O governador Romeu Zema e a cúpula de sua gestão são unânimes em refutar qualquer possível utilização eleitoral dos recursos advindos do acordo entre o Estado e a mineradora Vale. No dia da assinatura do documento, que, intermediado pelo Judiciário, envolveu a empresa, o Executivo, o MPMG, o MPF e a Defensoria Pública de Minas Gerais, o próprio Zema deixou isso claro.
“Nós estamos usando esta indenização, reparação, para o povo mineiro e não para o caixa do Estado. Continuaremos sendo um Estado com terríveis dificuldades financeiras, mas o povo mineiro vai receber o legado”, disse ele. “Iniciamos agora um novo desafio, de darmos início a essas obras que vão gerar 360 mil empregos nos próximos meses e anos”, concluiu o governador.
Alto escalão do governo estadual refuta uso de bônus político
Um dos principais articuladores das negociações para firmar o acordo, o secretário-geral do governo estadual, Mateus Simões, reiterou a fala do chefe, embora considere compreensível o questionamento sobre o possível uso político do tema.
“Até entendo que as pessoas possam ler que haja alguma repercussão eleitoral, mas definitivamente isso nunca foi uma razão para decidirmos as discussões com a Vale”, afirmou Simões.
“Tanto é que negociamos por bastante tempo e forçamos um valor alto, e não estávamos dispostos a faze o acordo se o valor fosse mais baixo”, acrescentou. Ainda segundo Simões, a verba não é para o caixa estadual, “para fazer o que ele (Zema) quiser”. “É um dinheiro para restaurar a região atingida, para tentar de alguma forma recompor os danos econômicos e sociais. E para reforçar o serviço público por conta da perda de arrecadação. E recompor o meio ambiente”, disse.

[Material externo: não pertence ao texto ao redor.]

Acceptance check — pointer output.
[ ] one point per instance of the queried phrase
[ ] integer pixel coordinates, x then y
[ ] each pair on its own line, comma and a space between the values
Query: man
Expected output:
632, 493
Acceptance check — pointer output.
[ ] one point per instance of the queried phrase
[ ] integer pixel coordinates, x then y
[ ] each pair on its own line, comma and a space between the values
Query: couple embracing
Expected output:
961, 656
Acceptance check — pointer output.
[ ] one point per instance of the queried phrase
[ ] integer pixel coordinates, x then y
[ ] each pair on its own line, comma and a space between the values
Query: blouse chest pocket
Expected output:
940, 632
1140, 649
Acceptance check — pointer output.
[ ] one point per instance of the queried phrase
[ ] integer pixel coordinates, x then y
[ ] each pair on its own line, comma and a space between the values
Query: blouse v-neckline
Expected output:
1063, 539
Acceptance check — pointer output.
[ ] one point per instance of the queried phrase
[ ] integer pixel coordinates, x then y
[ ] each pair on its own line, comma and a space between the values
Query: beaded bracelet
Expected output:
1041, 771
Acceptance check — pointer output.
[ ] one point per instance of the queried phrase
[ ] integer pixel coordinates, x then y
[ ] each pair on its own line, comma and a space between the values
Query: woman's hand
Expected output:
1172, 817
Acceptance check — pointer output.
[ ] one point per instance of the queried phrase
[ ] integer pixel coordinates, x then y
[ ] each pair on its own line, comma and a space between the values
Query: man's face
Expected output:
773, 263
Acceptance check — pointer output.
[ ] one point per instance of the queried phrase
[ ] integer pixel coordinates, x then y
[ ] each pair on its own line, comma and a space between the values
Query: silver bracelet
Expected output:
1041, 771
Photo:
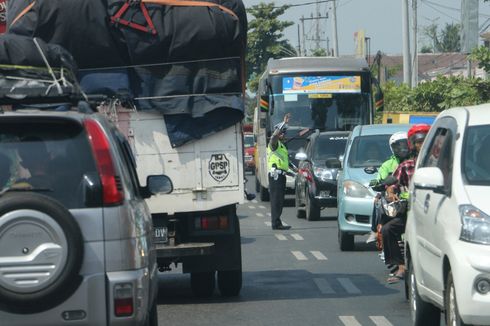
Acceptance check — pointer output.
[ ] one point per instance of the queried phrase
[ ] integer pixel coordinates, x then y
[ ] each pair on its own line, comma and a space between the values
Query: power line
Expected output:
439, 11
305, 4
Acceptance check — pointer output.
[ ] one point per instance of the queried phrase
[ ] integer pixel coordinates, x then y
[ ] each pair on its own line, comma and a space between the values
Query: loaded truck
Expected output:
170, 75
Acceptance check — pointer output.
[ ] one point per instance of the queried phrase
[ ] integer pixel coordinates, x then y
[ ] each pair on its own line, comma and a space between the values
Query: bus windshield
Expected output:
324, 102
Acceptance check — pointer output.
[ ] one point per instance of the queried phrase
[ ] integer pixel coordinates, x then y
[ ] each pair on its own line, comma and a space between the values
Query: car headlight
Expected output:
475, 225
323, 174
355, 189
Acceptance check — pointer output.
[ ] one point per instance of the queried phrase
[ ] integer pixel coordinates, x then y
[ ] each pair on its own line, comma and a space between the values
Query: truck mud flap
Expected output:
185, 249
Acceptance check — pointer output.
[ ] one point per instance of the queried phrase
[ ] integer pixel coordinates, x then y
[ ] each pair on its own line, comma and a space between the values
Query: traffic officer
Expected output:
278, 165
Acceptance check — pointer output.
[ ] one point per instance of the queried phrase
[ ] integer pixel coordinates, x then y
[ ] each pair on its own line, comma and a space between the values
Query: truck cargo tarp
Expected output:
201, 97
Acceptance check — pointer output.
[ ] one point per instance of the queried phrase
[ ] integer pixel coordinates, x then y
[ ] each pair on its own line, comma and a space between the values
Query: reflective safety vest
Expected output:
278, 157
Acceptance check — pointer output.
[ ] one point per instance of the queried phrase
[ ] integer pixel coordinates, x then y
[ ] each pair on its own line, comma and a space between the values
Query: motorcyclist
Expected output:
399, 147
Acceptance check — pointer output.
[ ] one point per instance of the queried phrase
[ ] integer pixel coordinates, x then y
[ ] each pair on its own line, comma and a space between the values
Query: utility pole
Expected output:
317, 25
415, 60
304, 37
334, 30
406, 45
316, 39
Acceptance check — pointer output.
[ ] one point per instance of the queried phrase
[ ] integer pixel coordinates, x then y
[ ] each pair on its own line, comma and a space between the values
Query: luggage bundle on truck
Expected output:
172, 73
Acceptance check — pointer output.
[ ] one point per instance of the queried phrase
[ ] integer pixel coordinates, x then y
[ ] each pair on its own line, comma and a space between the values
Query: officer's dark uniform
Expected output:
277, 163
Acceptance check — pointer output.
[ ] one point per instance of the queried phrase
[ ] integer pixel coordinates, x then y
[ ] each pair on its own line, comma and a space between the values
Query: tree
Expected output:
266, 39
447, 40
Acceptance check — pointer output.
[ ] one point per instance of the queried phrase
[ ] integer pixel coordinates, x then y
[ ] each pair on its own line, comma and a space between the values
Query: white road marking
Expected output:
349, 286
349, 321
280, 236
318, 255
380, 321
323, 286
299, 255
297, 236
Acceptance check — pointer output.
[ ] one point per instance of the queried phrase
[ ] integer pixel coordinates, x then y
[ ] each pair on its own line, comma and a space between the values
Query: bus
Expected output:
324, 93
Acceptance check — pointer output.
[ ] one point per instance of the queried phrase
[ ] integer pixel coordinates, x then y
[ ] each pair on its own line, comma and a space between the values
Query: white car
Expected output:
448, 226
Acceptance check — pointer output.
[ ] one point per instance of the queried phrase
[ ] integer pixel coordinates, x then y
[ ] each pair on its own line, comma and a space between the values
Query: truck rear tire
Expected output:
230, 282
202, 284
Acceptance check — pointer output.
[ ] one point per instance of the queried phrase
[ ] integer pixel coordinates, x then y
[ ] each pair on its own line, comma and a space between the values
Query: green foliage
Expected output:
482, 55
265, 39
437, 95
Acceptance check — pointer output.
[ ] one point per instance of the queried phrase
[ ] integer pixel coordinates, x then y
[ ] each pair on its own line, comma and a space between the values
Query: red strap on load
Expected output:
116, 19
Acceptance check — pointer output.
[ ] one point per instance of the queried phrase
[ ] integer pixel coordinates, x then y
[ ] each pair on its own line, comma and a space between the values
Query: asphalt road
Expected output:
294, 277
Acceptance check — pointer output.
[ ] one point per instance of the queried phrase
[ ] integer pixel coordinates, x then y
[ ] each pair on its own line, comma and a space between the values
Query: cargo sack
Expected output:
156, 31
80, 26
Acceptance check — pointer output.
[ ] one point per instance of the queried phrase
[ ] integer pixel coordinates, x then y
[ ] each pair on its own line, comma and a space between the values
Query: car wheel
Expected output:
230, 282
37, 232
202, 284
152, 319
312, 209
264, 194
423, 313
346, 241
300, 211
451, 305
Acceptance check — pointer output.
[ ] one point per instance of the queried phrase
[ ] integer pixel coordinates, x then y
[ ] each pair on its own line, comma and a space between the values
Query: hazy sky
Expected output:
381, 20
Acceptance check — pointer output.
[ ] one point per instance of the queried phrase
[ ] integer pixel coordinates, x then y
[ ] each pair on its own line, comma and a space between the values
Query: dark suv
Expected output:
316, 180
76, 237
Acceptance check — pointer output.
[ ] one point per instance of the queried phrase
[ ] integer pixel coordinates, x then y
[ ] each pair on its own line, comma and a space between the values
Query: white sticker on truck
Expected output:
219, 167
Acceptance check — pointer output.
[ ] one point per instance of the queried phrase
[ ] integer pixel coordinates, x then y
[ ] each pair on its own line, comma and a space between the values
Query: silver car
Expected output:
76, 238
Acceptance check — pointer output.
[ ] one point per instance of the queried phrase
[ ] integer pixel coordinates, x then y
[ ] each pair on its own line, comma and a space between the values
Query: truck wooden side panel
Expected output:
206, 174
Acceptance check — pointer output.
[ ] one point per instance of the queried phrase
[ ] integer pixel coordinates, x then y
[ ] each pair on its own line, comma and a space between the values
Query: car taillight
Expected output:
206, 223
111, 184
123, 299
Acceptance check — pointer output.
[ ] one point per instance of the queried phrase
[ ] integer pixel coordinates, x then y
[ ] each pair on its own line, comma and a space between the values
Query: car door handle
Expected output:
426, 203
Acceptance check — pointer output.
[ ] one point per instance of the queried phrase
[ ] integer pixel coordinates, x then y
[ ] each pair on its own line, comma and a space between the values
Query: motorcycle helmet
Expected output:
417, 133
399, 144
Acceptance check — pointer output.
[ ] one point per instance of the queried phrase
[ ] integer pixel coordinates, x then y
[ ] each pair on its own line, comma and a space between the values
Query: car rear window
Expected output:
369, 151
329, 147
50, 156
476, 155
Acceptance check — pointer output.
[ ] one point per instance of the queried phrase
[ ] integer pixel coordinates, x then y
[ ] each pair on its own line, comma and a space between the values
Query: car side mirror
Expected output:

Fiemg prevê retomada de investimentos a partir das obras
Tenha ou não repercussões eleitorais, o acordo entre o Estado e a Vale gerou uma onda de otimismo entre o empresariado mineiro, que vê nas intervenções programadas, sobretudo as que tratam de melhorias na infraestrutura, uma ponte para a atração de investimentos e geração de empregos.
“Já estamos vendo a sinalização de empresas que não tinham pretensão de ampliar suas plantas em Minas em função do gargalo existente, sobretudo na Grande BH, onde não há espaço para crescimento da área urbana, e que, agora, estão revendo seus planos”, diz o presidente da Federação das Indústrias de Minas Gerais (Fiemg), Flávio Roscoe.
O dirigente lembra também que alguns grupos, cujos nomes não quis revelar, estariam elaborando projetos para instalar-se, por exemplo, às margens do futuro Rodoanel, que deve ter três alças construídas a partir de 2023, interferindo, inclusive, na região de Brumadinho – e desafogando o Anel Rodoviário.
Segundo Roscoe, embora o acordo de R$ 37,7 bi com a Vale deva, de fato, “dinamizar a economia mineira e destravar investimentos de um Estado que, hoje, não tem capacidade para investir”, ainda é cedo para estabelecer qualquer relação entre isso e a política. Até porque, segundo ele, os recursos devem ser aplicado ao longo de muitos anos, e não apenas agora. “Não vejo correlação entre tais aspectos no momento”, sustenta.
Já para o cientista político Rudá Ricci, uma eventual capitalização eleitoral de Zema a partir do acordo seria improvável, a julgar por uma suposta “incompetência” do gestor. “Ele teria que dar uma guinada de 180 graus na sua atuação para fazer o uso estratégico desse dinheiro”.